Often people decide to come out because they are tired of living inauthentically. Taking off the mask to reveal this important aspect of self can be terrifying, particularly if you’re not sure how your loved ones will react.
Feeling Like a Fraud Hurts
People who are reluctant to reveal themselves as part of the LGBT community sometimes struggle with feeling like they are living with a false identity.
It can feel like a double-edged sword; taking the risk and coming out may mean negative relationships with certain loved ones but keeping that aspect of yourself hidden also feels like a lie. Even worse, the impact of hiding one’s LGBT status could delegitimize it within yourself, which reinforces internalized shame.
Regardless of whether you have been open about your sexuality and gender for a while or you are still considering how to do it, there is a ton of value in accessing support from the LGBT community.
Approaches to Coming Out
Everyone approaches coming out differently, and it may be beneficial to talk with people who have been there and hear about all types of experiences and outcomes.
Processing the impact of being closeted is an important part of healing. When coming out to loved ones, try to help them understand how challenging it has been to hide this essential fact about yourself for so long.
Sharing the difficulty you experienced with hiding your LGBT status helps loved ones understand your experience, and may help open their minds and hearts to others who may be struggling.

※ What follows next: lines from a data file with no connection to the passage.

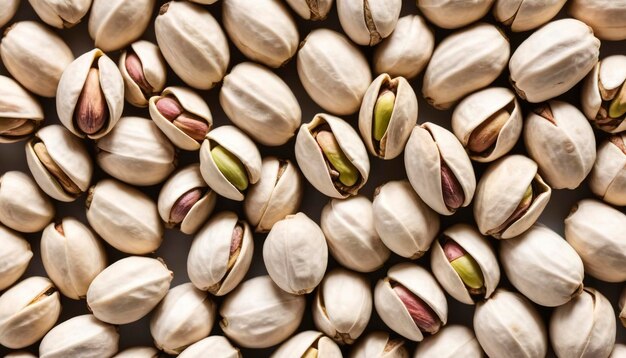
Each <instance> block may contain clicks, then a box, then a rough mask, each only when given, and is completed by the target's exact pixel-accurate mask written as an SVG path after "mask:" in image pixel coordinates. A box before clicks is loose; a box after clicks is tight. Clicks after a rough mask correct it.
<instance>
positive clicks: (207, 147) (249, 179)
mask: <svg viewBox="0 0 626 358" xmlns="http://www.w3.org/2000/svg"><path fill="white" fill-rule="evenodd" d="M218 145H219V146H221V147H223V148H224V149H226V150H227V151H228V152H229V153H231V154H232V155H233V156H235V157H236V158H237V159H238V160H239V161H240V162H241V164H242V165H243V167H244V168H245V170H246V175H247V177H248V183H249V184H255V183H257V182H258V181H259V180H260V179H261V167H262V164H263V161H262V160H261V154H260V153H259V150H258V149H257V147H256V144H254V142H253V141H252V140H251V139H250V138H249V137H248V136H247V135H246V134H245V133H243V132H242V131H241V130H240V129H239V128H237V127H235V126H228V125H226V126H221V127H218V128H215V129H213V130H212V131H210V132H209V134H207V136H206V139H205V140H204V142H202V147H201V148H200V172H201V173H202V177H203V178H204V180H205V181H206V182H207V184H209V186H210V187H211V189H213V190H214V191H215V192H216V193H217V194H219V195H221V196H223V197H225V198H228V199H231V200H236V201H243V199H244V193H243V192H242V191H240V190H239V189H237V187H235V186H234V185H233V184H232V183H231V182H230V181H228V179H227V178H226V176H224V174H223V173H222V172H221V171H220V170H219V168H218V167H217V164H215V160H213V156H212V155H211V149H212V148H214V147H216V146H218Z"/></svg>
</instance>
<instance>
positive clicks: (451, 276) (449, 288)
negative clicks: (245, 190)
mask: <svg viewBox="0 0 626 358" xmlns="http://www.w3.org/2000/svg"><path fill="white" fill-rule="evenodd" d="M448 238H449V239H452V240H453V241H454V242H456V243H457V244H458V245H459V246H460V247H461V248H462V249H463V250H464V251H465V252H466V255H470V256H471V257H472V258H473V259H474V261H476V263H477V264H478V267H479V268H480V271H481V273H482V276H483V282H484V286H483V288H484V292H482V293H481V294H480V295H472V294H471V293H470V291H469V290H468V288H467V286H466V285H465V283H463V281H462V280H461V277H460V276H459V274H458V273H457V272H456V271H455V270H454V268H453V267H452V265H451V264H450V262H449V260H448V258H447V257H446V254H445V253H444V251H443V247H442V243H445V240H446V239H448ZM430 251H431V256H430V265H431V269H432V272H433V274H434V275H435V277H436V278H437V281H439V283H440V284H441V286H443V288H444V290H446V292H448V294H450V296H452V297H454V298H455V299H456V300H458V301H460V302H462V303H465V304H468V305H473V304H475V303H476V302H478V301H481V300H483V299H488V298H489V297H490V296H491V295H492V294H493V292H494V291H495V289H496V287H497V286H498V283H499V282H500V267H499V266H498V259H497V258H496V254H495V252H494V251H493V248H492V246H491V244H490V243H489V241H488V240H487V238H486V237H484V236H482V235H481V234H480V233H479V232H478V230H476V229H475V228H473V227H472V226H469V225H466V224H456V225H454V226H451V227H449V228H447V229H445V230H444V231H443V234H442V239H441V241H440V240H435V241H434V242H433V245H432V248H431V250H430Z"/></svg>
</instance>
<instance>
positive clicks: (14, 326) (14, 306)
mask: <svg viewBox="0 0 626 358" xmlns="http://www.w3.org/2000/svg"><path fill="white" fill-rule="evenodd" d="M60 314H61V300H60V298H59V292H58V291H57V289H56V287H54V285H53V284H52V282H50V280H48V279H47V278H45V277H39V276H33V277H29V278H27V279H25V280H23V281H20V282H19V283H18V284H16V285H15V286H13V287H11V288H10V289H8V290H6V291H5V292H4V293H3V294H2V296H0V344H1V345H3V346H5V347H8V348H11V349H20V348H24V347H27V346H30V345H31V344H33V343H35V342H37V341H38V340H40V339H41V337H43V336H44V335H45V334H46V333H47V332H48V331H49V330H50V328H52V326H54V324H55V323H56V321H57V319H58V318H59V315H60Z"/></svg>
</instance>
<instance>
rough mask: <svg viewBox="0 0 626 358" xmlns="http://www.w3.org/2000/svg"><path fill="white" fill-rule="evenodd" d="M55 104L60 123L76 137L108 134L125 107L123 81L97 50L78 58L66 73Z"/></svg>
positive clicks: (101, 136) (69, 67) (115, 67)
mask: <svg viewBox="0 0 626 358" xmlns="http://www.w3.org/2000/svg"><path fill="white" fill-rule="evenodd" d="M56 105H57V114H58V115H59V119H60V120H61V123H62V124H63V125H64V126H65V127H67V129H69V130H70V131H71V132H72V133H74V134H76V135H77V136H79V137H85V136H87V137H89V138H91V139H98V138H101V137H103V136H104V135H106V134H107V133H109V132H110V131H111V129H113V127H114V126H115V124H116V123H117V121H118V120H119V119H120V117H121V116H122V109H123V108H124V80H123V78H122V75H121V74H120V71H119V70H118V69H117V66H115V62H113V61H112V60H111V59H110V58H109V57H107V55H105V54H104V52H102V50H100V49H97V48H96V49H94V50H91V51H89V52H87V53H85V54H84V55H82V56H80V57H79V58H77V59H76V60H75V61H74V62H72V63H71V64H70V65H69V66H67V68H66V69H65V71H64V72H63V76H62V77H61V81H60V82H59V88H58V91H57V98H56Z"/></svg>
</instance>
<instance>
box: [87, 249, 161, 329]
mask: <svg viewBox="0 0 626 358" xmlns="http://www.w3.org/2000/svg"><path fill="white" fill-rule="evenodd" d="M172 276H173V274H172V272H171V271H170V270H168V269H167V266H166V265H165V263H164V262H163V261H162V260H160V259H152V258H149V257H141V256H128V257H125V258H123V259H121V260H119V261H116V262H114V263H113V264H111V265H110V266H109V267H107V268H106V269H104V271H102V272H100V273H99V274H98V276H96V278H95V279H94V280H93V281H92V282H91V285H90V286H89V290H88V291H87V305H88V307H89V310H90V311H91V312H93V314H94V316H96V318H97V319H99V320H101V321H103V322H107V323H111V324H117V325H120V324H127V323H131V322H135V321H137V320H139V319H141V318H142V317H144V316H145V315H147V314H148V313H149V312H150V311H152V309H153V308H154V307H156V305H157V304H158V303H159V302H160V301H161V299H163V297H165V294H167V291H168V290H169V288H170V282H171V281H172Z"/></svg>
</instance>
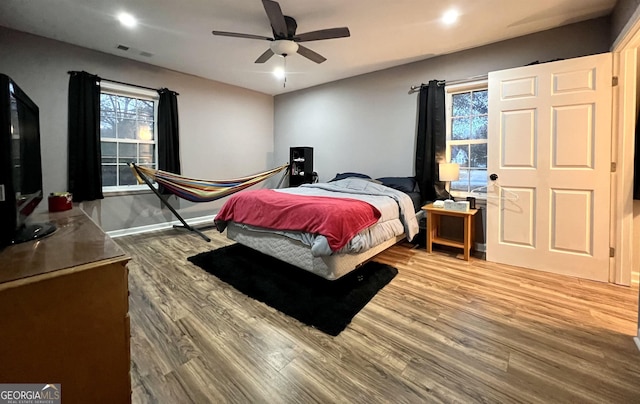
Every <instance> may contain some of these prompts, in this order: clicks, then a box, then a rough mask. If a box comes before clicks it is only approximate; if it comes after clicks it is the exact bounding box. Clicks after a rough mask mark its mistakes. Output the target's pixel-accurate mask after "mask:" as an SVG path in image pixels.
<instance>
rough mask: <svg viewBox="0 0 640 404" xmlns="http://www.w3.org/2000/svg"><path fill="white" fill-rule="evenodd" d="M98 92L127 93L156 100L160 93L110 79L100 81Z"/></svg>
mask: <svg viewBox="0 0 640 404" xmlns="http://www.w3.org/2000/svg"><path fill="white" fill-rule="evenodd" d="M100 92H105V93H110V94H115V95H129V96H133V97H136V98H141V99H146V100H149V101H158V100H159V99H160V94H159V93H158V92H157V91H153V90H147V89H144V88H140V87H135V86H128V85H126V84H118V83H112V82H110V81H101V82H100Z"/></svg>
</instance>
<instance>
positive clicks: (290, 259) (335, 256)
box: [227, 222, 406, 280]
mask: <svg viewBox="0 0 640 404" xmlns="http://www.w3.org/2000/svg"><path fill="white" fill-rule="evenodd" d="M227 238H229V239H231V240H234V241H236V242H238V243H240V244H243V245H245V246H247V247H250V248H252V249H254V250H257V251H260V252H261V253H263V254H266V255H270V256H272V257H275V258H278V259H279V260H281V261H284V262H287V263H289V264H291V265H295V266H297V267H299V268H302V269H305V270H307V271H309V272H312V273H314V274H316V275H318V276H321V277H323V278H325V279H328V280H335V279H338V278H340V277H341V276H343V275H345V274H347V273H349V272H351V271H353V270H354V269H356V268H358V267H359V266H361V265H363V264H364V263H365V262H367V261H368V260H369V259H371V258H373V257H374V256H375V255H377V254H379V253H381V252H382V251H384V250H386V249H387V248H389V247H391V246H393V245H394V244H396V243H398V242H400V241H402V240H404V239H405V238H406V236H405V235H404V234H401V235H399V236H396V237H394V238H391V239H389V240H387V241H385V242H383V243H381V244H378V245H377V246H375V247H373V248H370V249H369V250H367V251H364V252H362V253H359V254H336V255H329V256H323V257H314V256H313V255H312V254H311V248H310V247H309V246H307V245H305V244H302V243H301V242H300V241H298V240H294V239H291V238H289V237H286V236H282V235H280V234H275V233H265V232H257V231H252V230H250V229H247V228H245V227H242V226H240V225H238V224H236V223H234V222H229V224H228V225H227Z"/></svg>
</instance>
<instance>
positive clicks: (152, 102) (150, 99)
mask: <svg viewBox="0 0 640 404" xmlns="http://www.w3.org/2000/svg"><path fill="white" fill-rule="evenodd" d="M100 93H101V94H102V93H106V94H111V95H114V96H120V97H129V98H135V99H140V100H145V101H150V102H152V103H153V139H152V140H142V139H120V138H117V137H114V138H103V137H102V136H101V137H100V142H101V143H102V142H108V143H113V144H115V147H116V162H115V163H109V164H101V167H105V166H113V167H115V168H116V179H117V181H118V182H119V177H120V174H119V168H120V167H122V165H121V164H120V163H121V162H122V161H123V160H124V159H123V160H121V159H120V156H119V144H121V143H127V144H134V145H136V151H137V155H138V157H139V150H140V145H141V144H142V145H144V144H149V145H152V146H153V150H154V162H153V168H154V169H157V168H158V102H159V100H160V94H159V93H158V92H157V91H154V90H147V89H144V88H139V87H135V86H130V85H126V84H118V83H113V82H109V81H107V82H100ZM138 157H136V162H137V158H138ZM145 188H146V187H145V184H137V185H108V186H105V185H103V186H102V191H103V193H110V194H111V196H115V195H116V194H118V193H125V194H126V193H128V192H132V193H135V192H137V191H140V190H143V189H145Z"/></svg>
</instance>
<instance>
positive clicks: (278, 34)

Supporting Yourself Emotionally
If you are still considering ways to share your LGBT status with loved ones, be sure to treat yourself with compassion.
Ask yourself what is keeping you from sharing your truth; is it fear of rejection or mockery? Establish some affirmations for yourself around those specific fears, such as “I am worthy of an authentic life; no outside approval is needed.”
Program the affirmations
Program the affirmations into the calendar on your phone and set it as a recurring event so it will regularly remind you of these truths. Maybe you need to hear it everyday or once per week, but the reinforcement of supportive thoughts is crucial.
Create Your Vision
Another self-supporting idea is to envision the type of response you would hope for from others. Often when people daydream about coming out, they tend to prepare for the worse-case scenario.
While it does make sense to entertain the possibility that your loved ones may react badly, it may be setting you up to expect the worst without good cause.
What if your loved ones react positively toward your coming out as LGBT, or simply acknowledge it and have a neutral response? Sure, some people may not respond well, but others will likely handle it just fine.
Remember, you are not responsible for others’ reactions and if there is discomfort with your LGBT status, that reflects their own bias and closed-mindedness, and that’s not about you at all.
Be More Concerned About Your Own Feelings
Try to be more concerned with your own feelings and how to care for your emotional health rather than worrying about how others feel about your LGBT status. Afterall, you don’t get mad at loved ones for being straight, right? And if you did, would they care?
Probably not. Part of undermining homophobia and transphobia is delegitimizing its power. Prioritizing your own wellness and opinion of yourself is a great way to join that revolution, whether you are open about your LGBT status or trying to figure out how to go about it.